Because having an opinion which isn’t yours is a criminal offense? Or did you just admit to being a creepy sort of stalker?

"While I could dump the results of a multiyear internet investigation in which your name kept turning up…"

So a publication opposed to your particular brand of insanity merits a "multi-year investigation" in your book. Vaguely amusing, Baghdad bob, but it still doesn’t trump your previous attempts at comedy.

"…Who YOU are really isn’t relevant, but as for your friends? Their future is extremely bleak."

Yes, yes, because we don’t share your opinions and call you a liar we’re all going to burn in hell…or, according to you, carted off by unnamed agencies murkily associated with law enforcement.

"For all I know you might be the one to bring them down. I never draw conclusions. At this point the die is well-cast for certain individuals. Someday the truth will out."

Again with the assumption that people here are somehow hardened criminals for really not agreeing with you. Gosh.

I’m still not sure what you’ve been smoking to come up with these thoughts, but seriously, that la-la land of dancing hate-boners you’re writing from can’t be very good for you.

Filipescu Mircea Alexandru says:

The EU is out of control

We’ve been screaming for ages about corruption being out of control in Europe: There are no more rules for those who run us, everyone does whatever they want, any standard or procedure is stepped on and violated if it opposes their backdoor interests. Even citizens are now treated as the enemy when we get in their way… we’re being openly insulted (called “the mob” or bots built by Google) directly by EU representatives and institutions, people who were supposed to even remotely represent us!

Despite this happening out in the open and most of us seeing it, nobody steps in to do anything. They own the whole system, no one can fairly investigate let alone punish them, they are completely unaccountable. This is no democracy, this is a dictatorship trying its darn best to look like a democracy! Why is no one helping us and doing anything? Are we supposed to flee our countries that we lived our entire lives in? We don’t want to become the next Russia or China, they’re crazy if they think we will accept that.

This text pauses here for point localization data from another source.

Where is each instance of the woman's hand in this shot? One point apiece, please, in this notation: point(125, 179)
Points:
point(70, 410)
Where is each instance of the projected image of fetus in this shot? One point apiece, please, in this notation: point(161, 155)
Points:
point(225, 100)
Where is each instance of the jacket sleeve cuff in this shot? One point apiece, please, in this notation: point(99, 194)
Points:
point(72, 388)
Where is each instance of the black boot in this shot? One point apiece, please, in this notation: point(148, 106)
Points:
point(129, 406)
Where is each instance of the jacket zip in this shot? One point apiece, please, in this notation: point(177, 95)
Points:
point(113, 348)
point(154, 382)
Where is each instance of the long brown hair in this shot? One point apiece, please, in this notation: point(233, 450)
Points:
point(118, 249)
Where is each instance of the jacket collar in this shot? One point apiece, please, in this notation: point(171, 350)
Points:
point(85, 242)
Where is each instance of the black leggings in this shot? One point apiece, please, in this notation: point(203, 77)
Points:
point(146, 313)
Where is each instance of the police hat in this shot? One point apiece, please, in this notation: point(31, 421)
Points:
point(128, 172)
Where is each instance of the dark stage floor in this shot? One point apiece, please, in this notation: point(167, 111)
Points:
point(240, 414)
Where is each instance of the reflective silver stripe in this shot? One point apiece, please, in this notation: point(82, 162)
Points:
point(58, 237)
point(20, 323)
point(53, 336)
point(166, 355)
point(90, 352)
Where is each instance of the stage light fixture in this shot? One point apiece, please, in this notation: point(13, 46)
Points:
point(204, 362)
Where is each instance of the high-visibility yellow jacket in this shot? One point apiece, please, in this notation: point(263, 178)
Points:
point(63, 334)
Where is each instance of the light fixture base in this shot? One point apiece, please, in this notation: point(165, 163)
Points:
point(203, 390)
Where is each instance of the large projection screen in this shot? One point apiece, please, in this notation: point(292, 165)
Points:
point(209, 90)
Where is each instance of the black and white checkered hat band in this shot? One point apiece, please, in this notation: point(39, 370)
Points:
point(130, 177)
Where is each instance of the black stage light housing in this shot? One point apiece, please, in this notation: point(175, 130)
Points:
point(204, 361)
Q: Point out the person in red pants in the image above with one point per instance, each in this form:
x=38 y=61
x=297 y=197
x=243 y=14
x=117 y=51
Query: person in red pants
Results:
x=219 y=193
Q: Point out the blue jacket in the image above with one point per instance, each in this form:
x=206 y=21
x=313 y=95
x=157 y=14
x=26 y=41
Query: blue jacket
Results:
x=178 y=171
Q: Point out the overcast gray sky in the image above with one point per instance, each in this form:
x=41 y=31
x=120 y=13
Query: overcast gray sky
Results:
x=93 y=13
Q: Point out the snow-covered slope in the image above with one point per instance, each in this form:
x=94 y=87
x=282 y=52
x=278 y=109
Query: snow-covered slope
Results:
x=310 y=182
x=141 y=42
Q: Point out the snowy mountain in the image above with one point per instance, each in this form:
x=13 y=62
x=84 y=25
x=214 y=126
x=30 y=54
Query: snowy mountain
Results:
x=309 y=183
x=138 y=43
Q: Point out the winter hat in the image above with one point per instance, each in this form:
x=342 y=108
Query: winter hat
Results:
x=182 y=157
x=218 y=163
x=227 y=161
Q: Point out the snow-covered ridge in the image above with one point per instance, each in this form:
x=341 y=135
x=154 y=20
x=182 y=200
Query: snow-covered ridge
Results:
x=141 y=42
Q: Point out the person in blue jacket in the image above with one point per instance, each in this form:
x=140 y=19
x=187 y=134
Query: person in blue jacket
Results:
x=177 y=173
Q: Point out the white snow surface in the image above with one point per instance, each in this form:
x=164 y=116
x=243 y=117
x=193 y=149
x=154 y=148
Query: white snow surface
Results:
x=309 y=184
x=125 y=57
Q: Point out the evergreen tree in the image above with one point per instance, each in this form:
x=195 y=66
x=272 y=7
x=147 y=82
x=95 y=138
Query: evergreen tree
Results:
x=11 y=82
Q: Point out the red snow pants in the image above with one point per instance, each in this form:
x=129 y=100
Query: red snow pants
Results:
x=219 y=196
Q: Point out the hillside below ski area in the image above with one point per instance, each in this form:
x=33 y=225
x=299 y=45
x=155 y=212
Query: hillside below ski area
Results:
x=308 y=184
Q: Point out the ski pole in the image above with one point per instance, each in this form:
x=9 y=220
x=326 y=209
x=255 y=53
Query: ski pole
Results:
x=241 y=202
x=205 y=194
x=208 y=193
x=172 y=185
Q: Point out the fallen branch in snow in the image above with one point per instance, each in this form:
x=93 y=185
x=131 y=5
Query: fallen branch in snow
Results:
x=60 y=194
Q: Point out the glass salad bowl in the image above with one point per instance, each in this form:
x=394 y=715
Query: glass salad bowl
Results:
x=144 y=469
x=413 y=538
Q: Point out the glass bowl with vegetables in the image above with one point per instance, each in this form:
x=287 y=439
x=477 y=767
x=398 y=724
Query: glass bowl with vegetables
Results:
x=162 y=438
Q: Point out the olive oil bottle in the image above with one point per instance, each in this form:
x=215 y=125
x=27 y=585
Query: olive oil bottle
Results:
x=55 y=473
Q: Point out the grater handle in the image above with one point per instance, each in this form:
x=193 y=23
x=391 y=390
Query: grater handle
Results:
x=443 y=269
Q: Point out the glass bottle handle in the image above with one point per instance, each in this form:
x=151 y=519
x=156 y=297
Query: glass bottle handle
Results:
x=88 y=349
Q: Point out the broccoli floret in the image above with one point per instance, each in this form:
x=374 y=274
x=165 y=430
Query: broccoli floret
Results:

The copyright directive is partly intended to set a precedent for mass censorship, normalizing the use of filters to ban content. We already have proof of this: Following closely behind is another law known as terreg, which aims to force websites to use the same filters to censor speech deemed terrorist or hateful, which can encompass anything the state doesn’t like. Meanwhile Britain is stepping as low as using laughable excuses like kids watching porn (I kid you not) to criminalize online anonymity and make people show ID to even interact on social media. Some institutions in France and Germany already suggested banning Tor, which may pave the way to criminalizing software including open source programming in the future.

We’re hoping that America will step in and not allow the situation to degenerate: It would be crazy for US intelligence to not be on our case or to accept this. What Europe does will affect the US and the rest of the world too: No one will escape an attack on the internet in such an inter-connected world! We’re in this together and must all do our part to stop what’s happening.

Scary Devil Monastery (profile) says:

Re: Re: The EU is out of control

"It feels a lot like a Rapture more than anything."

Not any more than any of the other crisis situations democracy’s been experiencing over the last few centuries.

We don’t have a full-on world war complete with concentration camps, use of weapons of mass destruction, the burning of entire continents…
…nor do we have an era of actual slavery followed by excruciating civil wars engulfing continents…
…nor do we have the fall of most of civilization due to invading barbarian hordes.

The truth is that we aren’t in such a bad state. We are in a decidedly petty state where, despite the world as a whole being in a relatively good place, we keep seeing governments led by misfit clowns we couldn’t trust to organize a drinking game in a pub.